18. A method for discovering an error in a sequence of a genomic region of interest described in a database comprising:

selecting a genetic segment of interest,

producing or providing a set of labelled probes covering the genomic region of interest that contains a segment to be inspected for errors,

hybridizing the labelled probes to said region, wherein said probes are labelled with one of several different colors, wherein each color designates a different target or class of target sequences;

detecting a hybridization pattern formed on the genomic region of interest, and

comparing the hybridization pattern of the labelled probes on the genomic region of interest with a theoretical hybridization pattern deduced from the database sequence to be inspected for errors;

identifying an error when a discrepancy is detected between the hybridization pattern of the genomic region of interest and the deduced hybridization pattern for the genomic region of interest from the database.

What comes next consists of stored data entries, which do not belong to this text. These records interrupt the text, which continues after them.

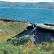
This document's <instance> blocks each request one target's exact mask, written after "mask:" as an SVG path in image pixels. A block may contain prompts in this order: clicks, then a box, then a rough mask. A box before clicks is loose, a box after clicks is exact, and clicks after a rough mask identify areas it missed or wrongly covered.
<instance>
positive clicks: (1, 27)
mask: <svg viewBox="0 0 54 54" xmlns="http://www.w3.org/2000/svg"><path fill="white" fill-rule="evenodd" d="M26 26H27V25H26V24H25V23H22V22H4V21H0V40H3V39H7V38H11V37H12V36H15V35H16V34H18V33H20V32H21V31H23V30H24V29H25V28H26Z"/></svg>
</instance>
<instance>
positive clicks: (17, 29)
mask: <svg viewBox="0 0 54 54" xmlns="http://www.w3.org/2000/svg"><path fill="white" fill-rule="evenodd" d="M26 27H27V25H26V24H25V23H21V22H4V21H0V54H54V42H52V43H50V42H43V43H41V44H36V45H32V43H31V42H30V41H28V42H27V43H25V44H24V45H18V46H16V45H13V44H11V43H10V42H7V39H8V38H11V37H13V36H15V35H16V34H18V33H20V32H21V31H23V30H24V29H25V28H26Z"/></svg>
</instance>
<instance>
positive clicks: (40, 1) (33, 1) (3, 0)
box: [0, 0, 53, 2]
mask: <svg viewBox="0 0 54 54" xmlns="http://www.w3.org/2000/svg"><path fill="white" fill-rule="evenodd" d="M0 1H9V2H53V0H0Z"/></svg>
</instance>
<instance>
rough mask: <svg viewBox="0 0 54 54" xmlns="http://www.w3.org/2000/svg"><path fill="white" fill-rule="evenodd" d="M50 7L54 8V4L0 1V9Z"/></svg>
mask: <svg viewBox="0 0 54 54" xmlns="http://www.w3.org/2000/svg"><path fill="white" fill-rule="evenodd" d="M51 6H52V7H54V2H38V3H25V2H3V1H0V7H18V8H21V7H23V8H49V7H51Z"/></svg>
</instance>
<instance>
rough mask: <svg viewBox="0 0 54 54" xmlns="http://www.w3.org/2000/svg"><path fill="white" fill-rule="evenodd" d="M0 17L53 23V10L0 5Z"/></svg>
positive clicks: (30, 20) (53, 19) (53, 13)
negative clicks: (5, 6)
mask: <svg viewBox="0 0 54 54" xmlns="http://www.w3.org/2000/svg"><path fill="white" fill-rule="evenodd" d="M0 17H6V18H10V19H18V20H25V21H29V22H32V23H54V10H53V9H47V8H17V7H16V8H15V7H4V8H2V7H0Z"/></svg>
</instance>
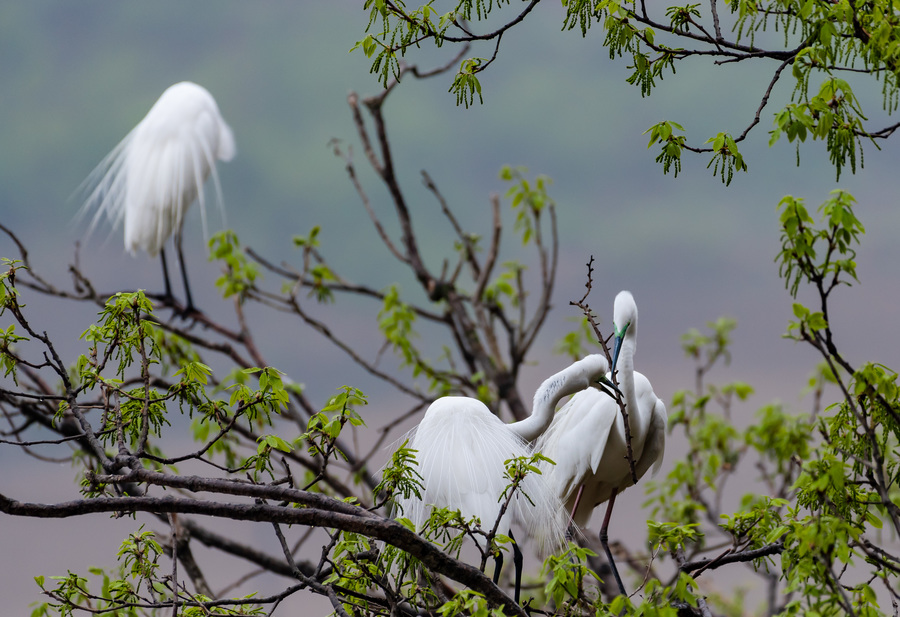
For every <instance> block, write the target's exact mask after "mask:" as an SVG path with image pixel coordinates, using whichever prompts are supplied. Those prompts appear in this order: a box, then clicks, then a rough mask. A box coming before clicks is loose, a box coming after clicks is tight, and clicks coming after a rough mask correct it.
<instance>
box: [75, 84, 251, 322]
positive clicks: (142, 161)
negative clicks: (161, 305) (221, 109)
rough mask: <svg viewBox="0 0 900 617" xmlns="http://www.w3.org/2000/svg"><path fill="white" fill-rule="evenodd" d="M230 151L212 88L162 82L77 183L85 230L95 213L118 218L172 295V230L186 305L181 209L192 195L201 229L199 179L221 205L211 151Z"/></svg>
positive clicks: (91, 221)
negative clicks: (137, 113) (200, 218)
mask: <svg viewBox="0 0 900 617" xmlns="http://www.w3.org/2000/svg"><path fill="white" fill-rule="evenodd" d="M234 154H235V143H234V136H233V135H232V132H231V129H230V128H229V127H228V125H227V124H226V123H225V120H223V119H222V114H221V113H219V107H218V105H216V101H215V99H214V98H213V97H212V95H211V94H210V93H209V92H208V91H207V90H206V89H205V88H203V87H202V86H198V85H197V84H195V83H191V82H188V81H183V82H180V83H177V84H175V85H173V86H170V87H169V88H167V89H166V91H165V92H163V94H162V96H160V97H159V100H158V101H156V103H155V104H154V105H153V107H152V108H150V111H149V112H148V113H147V115H146V116H145V117H144V119H143V120H141V121H140V122H139V123H138V125H137V126H136V127H134V129H132V131H131V132H130V133H128V135H127V136H126V137H125V139H123V140H122V141H121V142H120V143H119V145H117V146H116V147H115V148H114V149H113V151H112V152H110V153H109V154H108V155H107V156H106V157H105V158H104V159H103V161H101V162H100V164H99V165H98V166H97V167H96V168H95V169H94V171H92V172H91V174H90V175H89V176H88V178H87V179H86V180H85V183H84V184H83V185H82V186H83V187H84V188H85V192H86V193H87V195H88V196H87V199H86V200H85V203H84V206H82V214H84V213H87V212H89V211H91V210H96V212H95V213H94V215H93V218H92V220H91V224H90V229H89V233H90V232H91V231H93V230H94V229H95V228H96V226H97V223H98V222H99V220H100V219H101V218H102V217H103V216H105V217H106V218H107V219H109V221H110V222H111V223H112V224H113V227H118V225H120V224H122V223H124V227H125V248H126V249H127V250H128V251H129V252H130V253H131V254H132V255H134V254H135V253H137V251H138V250H139V249H143V250H145V251H147V253H149V254H150V256H151V257H155V256H156V254H157V253H159V255H160V256H161V258H162V264H163V277H164V279H165V285H166V296H167V297H168V298H172V288H171V285H170V284H169V272H168V267H167V266H166V254H165V251H164V249H163V245H164V244H165V242H166V240H167V239H168V238H169V236H170V235H172V233H173V232H174V234H175V248H176V250H177V252H178V262H179V265H180V267H181V276H182V281H183V282H184V289H185V295H186V298H187V307H186V311H187V312H190V311H193V310H194V303H193V300H192V299H191V292H190V288H189V287H188V281H187V273H186V270H185V266H184V258H183V256H182V251H181V227H182V224H183V223H184V214H185V212H186V211H187V209H188V206H190V205H191V204H192V203H193V202H194V200H195V199H196V200H197V201H199V203H200V214H201V219H202V221H203V232H204V235H205V234H206V207H205V206H206V201H205V198H204V194H203V185H204V183H205V182H206V179H207V178H208V177H209V176H210V175H212V177H213V184H214V185H215V190H216V195H217V197H218V203H219V205H220V207H221V204H222V190H221V187H220V186H219V178H218V174H217V173H216V159H219V160H221V161H229V160H231V159H232V158H233V157H234Z"/></svg>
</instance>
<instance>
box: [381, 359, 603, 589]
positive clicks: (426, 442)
mask: <svg viewBox="0 0 900 617" xmlns="http://www.w3.org/2000/svg"><path fill="white" fill-rule="evenodd" d="M608 371H609V363H608V362H607V360H606V358H605V357H604V356H603V355H600V354H595V355H590V356H587V357H586V358H583V359H581V360H579V361H578V362H575V363H574V364H572V365H571V366H569V367H568V368H566V369H565V370H563V371H560V372H559V373H557V374H556V375H553V376H552V377H550V378H549V379H547V380H546V381H544V383H543V384H541V386H540V387H539V388H538V389H537V392H535V395H534V404H533V406H532V413H531V416H529V417H528V418H526V419H524V420H521V421H519V422H513V423H511V424H505V423H504V422H503V421H502V420H500V419H499V418H498V417H497V416H495V415H494V414H493V413H491V411H490V410H489V409H488V408H487V406H486V405H485V404H484V403H482V402H481V401H479V400H477V399H473V398H468V397H462V396H446V397H442V398H439V399H438V400H436V401H435V402H434V403H432V404H431V406H430V407H429V408H428V410H427V411H426V412H425V417H424V418H422V421H421V422H420V423H419V426H418V427H417V428H416V429H415V432H414V434H413V436H412V437H411V439H410V442H409V446H408V447H410V448H412V449H413V450H416V451H417V454H416V459H417V464H418V468H417V471H418V473H419V474H420V475H421V476H422V484H423V487H424V490H423V491H422V495H421V499H419V498H417V497H416V496H415V495H413V496H411V497H410V498H408V499H401V500H400V502H399V504H398V505H399V506H400V508H401V510H400V512H399V515H400V516H405V517H406V518H409V519H410V520H411V521H412V523H413V524H414V525H415V528H416V529H417V530H421V529H422V528H423V526H424V524H425V522H426V521H427V520H428V517H429V516H430V510H431V508H432V507H440V508H450V509H454V510H459V511H460V513H461V514H462V515H463V516H464V517H466V518H471V517H473V516H474V517H478V518H479V519H480V520H481V524H482V526H483V527H484V528H485V529H492V528H493V526H494V524H495V522H496V521H497V519H498V517H499V516H500V511H501V506H502V502H503V501H505V500H502V499H501V495H502V494H503V492H504V491H505V489H506V487H507V486H508V485H509V483H510V481H509V480H508V479H507V478H506V477H505V476H504V473H505V471H506V467H505V465H504V461H507V460H509V459H512V458H517V457H522V456H530V455H531V454H532V449H531V447H530V446H529V442H531V441H533V440H535V439H537V438H538V437H539V436H540V435H541V433H543V432H544V431H545V430H546V429H547V427H548V426H549V425H550V422H551V420H552V419H553V413H554V411H555V410H556V405H557V403H558V402H559V401H560V400H561V399H562V398H563V397H565V396H568V395H570V394H573V393H575V392H578V391H581V390H585V389H592V387H593V388H598V389H599V388H600V387H601V384H607V383H608V379H607V377H606V373H607V372H608ZM604 396H605V395H604ZM520 488H521V493H524V495H527V497H525V496H524V495H522V494H520V495H518V496H517V497H515V498H514V499H513V500H512V502H511V503H510V507H509V509H508V510H507V511H506V512H505V513H504V514H503V517H502V518H501V519H500V522H499V525H498V527H497V533H499V534H504V535H510V531H509V530H510V524H511V523H512V522H516V523H518V524H520V525H522V526H523V527H525V528H526V529H527V530H528V532H529V535H532V536H533V537H535V538H537V539H538V541H539V542H541V543H543V544H544V545H545V548H546V549H551V550H552V549H554V548H556V547H557V546H559V545H561V543H562V540H563V537H564V534H565V528H566V526H567V521H566V520H565V517H564V516H561V515H560V513H561V512H562V504H561V503H560V500H559V497H558V496H557V495H556V493H555V491H554V490H553V489H552V487H551V486H550V485H549V484H548V483H547V481H546V479H545V478H544V476H542V475H538V474H529V475H528V476H527V477H526V478H525V479H524V481H523V482H522V484H521V485H520ZM513 559H514V564H515V566H516V585H515V599H516V602H518V599H519V588H520V584H521V567H522V561H521V560H522V554H521V552H520V551H519V548H518V546H517V545H516V544H515V542H513ZM501 563H502V559H500V558H499V557H498V560H497V563H496V567H495V569H494V582H495V583H496V582H497V580H498V577H499V574H500V565H501Z"/></svg>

19. A method for identifying unpublished copy number variations (“CNV's”) in a sequence of a genomic region of interest comprising:

selecting a genetic segment of interest from genomic DNA to be tested for presence of copy number variations (“CNV's”);

producing or providing a set of labelled probes covering the genomic region of interest,

hybridizing the labelled probes to said region of interest, wherein said probes are labelled with one of several different colors, wherein each color designates a different target or class of target sequences;

detecting a hybridization pattern formed on the genomic region of interest, and

comparing the hybridization pattern of the labelled probes on the genomic region of interest with a theoretical hybridization pattern deduced from a control database sequence to be used as a referent for identifying unpublished CNVs; and

identifying a new CNV when a copy number of a particular segment of the region of interest differs from that a referent hybridization pattern.

20. The method of claim 19, wherein the referent hybridization pattern is deduced from a known genomic DNA sequence.

21. The method of claim 19, wherein the identified CNV is in the SMA genomic region.

22. The method of claim 17, where the biomarkers found are selected fragments of SMA region composed of combinations of complete or partial duplications of Genomic Morse Code (“GMC”) probes on SMA region.